Minseok, Junmyeon'un kafasına vurdu. "Bir daha vermeyeceğim! Kendin yap ödevlerini."

"Öf, tamam be!" Junmyeon birkaç satır daha yazdıktan sonra bahçe kapısına bakakaldı ve elindekileri bırakıp hemen ayağa kalktı.

"Benimki geliyor. Hadi ben kaçtım."

"Hangisi?" diye soran Jongdae'ye karşılık olarak güldük hepimiz.

Junmyeon koşar adım bahçe kapısına doğru giderken bahsettiği kişinin Sehun olduğunu fark ettik.

"Daha dün Yixing'i stalklamıyor muydu bu?
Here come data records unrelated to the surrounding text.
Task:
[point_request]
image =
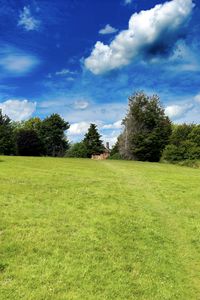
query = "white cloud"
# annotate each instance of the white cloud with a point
(197, 98)
(108, 30)
(64, 72)
(78, 128)
(27, 21)
(176, 111)
(148, 32)
(18, 110)
(81, 104)
(115, 125)
(15, 61)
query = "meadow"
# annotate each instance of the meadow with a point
(83, 229)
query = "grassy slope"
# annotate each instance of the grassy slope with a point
(83, 229)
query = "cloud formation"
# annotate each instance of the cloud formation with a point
(150, 33)
(115, 125)
(108, 29)
(27, 21)
(18, 110)
(16, 62)
(81, 104)
(78, 128)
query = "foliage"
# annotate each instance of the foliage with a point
(147, 129)
(83, 229)
(28, 143)
(92, 141)
(77, 150)
(184, 143)
(6, 135)
(52, 133)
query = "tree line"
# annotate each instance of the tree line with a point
(147, 135)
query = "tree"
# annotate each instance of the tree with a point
(184, 143)
(6, 135)
(28, 143)
(93, 142)
(146, 129)
(52, 133)
(77, 150)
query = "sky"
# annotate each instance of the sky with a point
(84, 58)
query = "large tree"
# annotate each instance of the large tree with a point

Cidden tam bir ikizler..." Jongdae göz devirdikten sonra yanımdan kalktı ve Minseok'u beraber kantine gitmeye ikna etti. Bana bir şey sormamışlardı, bu yüzden bankta tek başıma kalmıştım.

Telefonumu çıkarıp biraz Instagram'da dolaştım, sonra da mesajlar kısmına girdim ama herhangi bir değişiklik yoktu. Yani, Baekhyun'dan bir mesaj yoktu.

pcyeol: Sen bana nasıl bakıyorsun ki?..
[görüldü]

Ona tekrar yazıp yazmamak hakkında içimde büyük bir savaş verirken aniden arkamdan gelen ve oldukça tanıdık olan kişiyle hemen telefonumun ekranını kapadım.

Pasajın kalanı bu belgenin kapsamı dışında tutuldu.